Imagine this scenario: You’re a salesperson and you walk into a business for the first time to make a sale. You’re shown into the office of the big boss. Just as you start to launch into your pitch, she interrupts you and says:

“I don’t know who you are. 

I don’t know your company. 

I don’t know your company’s products. 

I don’t know your company stands for. 

I don’t know your company’s customers.

I don’t know your company’s reputation.”

Then, she stops, look you in the eye and says: “Now what was it you wanted to sell me?”

Wow. Do you think you’re going to make the sale on this trip?

The fact is the sales process starts well before your salesperson walks in the door or before the customer ever walks through your door. If they don’t know who you are, what you do, and where you are, is it any wonder people don’t come to your place or call you up to do business?

Before you can make a sale, you’ve got to get people in the tent. Before you do that, they’ve got to know about you, what you offer, and what makes your business different.

mousetrap

“Build a better mousetrap, and the world will beat a path to your door,” Ralph Waldo Emerson said in the 19th Century. Maybe that worked then, but I’m not so sure. Now, there are tons of better mousetraps, but if nobody knows about them, they won’t sell.

You have to invite people to do business with you. It’s true whether you have been around forever or are new to the marketplace. And you have to do it consistently. You have to continue to invite people to do business with you.

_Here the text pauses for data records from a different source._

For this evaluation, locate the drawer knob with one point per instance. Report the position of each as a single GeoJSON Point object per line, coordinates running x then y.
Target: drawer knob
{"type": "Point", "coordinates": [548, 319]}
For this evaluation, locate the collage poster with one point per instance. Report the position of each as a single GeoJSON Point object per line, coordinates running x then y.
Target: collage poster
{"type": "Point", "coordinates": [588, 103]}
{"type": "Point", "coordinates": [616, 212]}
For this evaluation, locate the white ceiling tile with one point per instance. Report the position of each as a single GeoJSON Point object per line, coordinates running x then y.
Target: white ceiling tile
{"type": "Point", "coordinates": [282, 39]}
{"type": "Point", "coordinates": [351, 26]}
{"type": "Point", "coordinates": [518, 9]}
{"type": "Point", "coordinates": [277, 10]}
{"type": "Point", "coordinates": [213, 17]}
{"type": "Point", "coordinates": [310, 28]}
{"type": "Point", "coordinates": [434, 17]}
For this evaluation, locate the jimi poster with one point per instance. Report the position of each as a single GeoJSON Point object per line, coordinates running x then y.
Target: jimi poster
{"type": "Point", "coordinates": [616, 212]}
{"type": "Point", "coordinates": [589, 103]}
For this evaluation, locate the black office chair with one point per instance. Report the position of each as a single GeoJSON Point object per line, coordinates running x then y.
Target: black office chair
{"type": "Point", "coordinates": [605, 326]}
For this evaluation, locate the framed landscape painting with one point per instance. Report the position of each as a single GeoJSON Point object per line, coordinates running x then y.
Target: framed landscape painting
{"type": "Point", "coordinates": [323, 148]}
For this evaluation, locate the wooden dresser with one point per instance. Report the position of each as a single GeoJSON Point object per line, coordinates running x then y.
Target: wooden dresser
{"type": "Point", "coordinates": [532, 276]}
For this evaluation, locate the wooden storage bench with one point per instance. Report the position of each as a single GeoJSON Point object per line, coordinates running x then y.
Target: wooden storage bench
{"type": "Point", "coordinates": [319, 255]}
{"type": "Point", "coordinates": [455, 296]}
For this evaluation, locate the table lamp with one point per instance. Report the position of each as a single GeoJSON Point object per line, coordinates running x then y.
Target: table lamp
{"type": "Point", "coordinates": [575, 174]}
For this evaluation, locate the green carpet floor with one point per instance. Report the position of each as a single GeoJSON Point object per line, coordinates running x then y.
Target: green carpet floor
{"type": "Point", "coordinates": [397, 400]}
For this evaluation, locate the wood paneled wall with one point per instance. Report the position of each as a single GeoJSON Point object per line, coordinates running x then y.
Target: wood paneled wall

Think about this: people are getting thousands of invitations every day, including invitations for your competitors.

seedling

The more you invite people to your business, the more you help create awareness. What you’re really trying to do is plant that little seed in their minds. Over time, it will take root – nurtured by constant reinforcement – and grow into recognition. Then, when people are finally in the market to buy something, they’ve already got you on their minds (or if you buy the cheesy seed analogy, in their minds).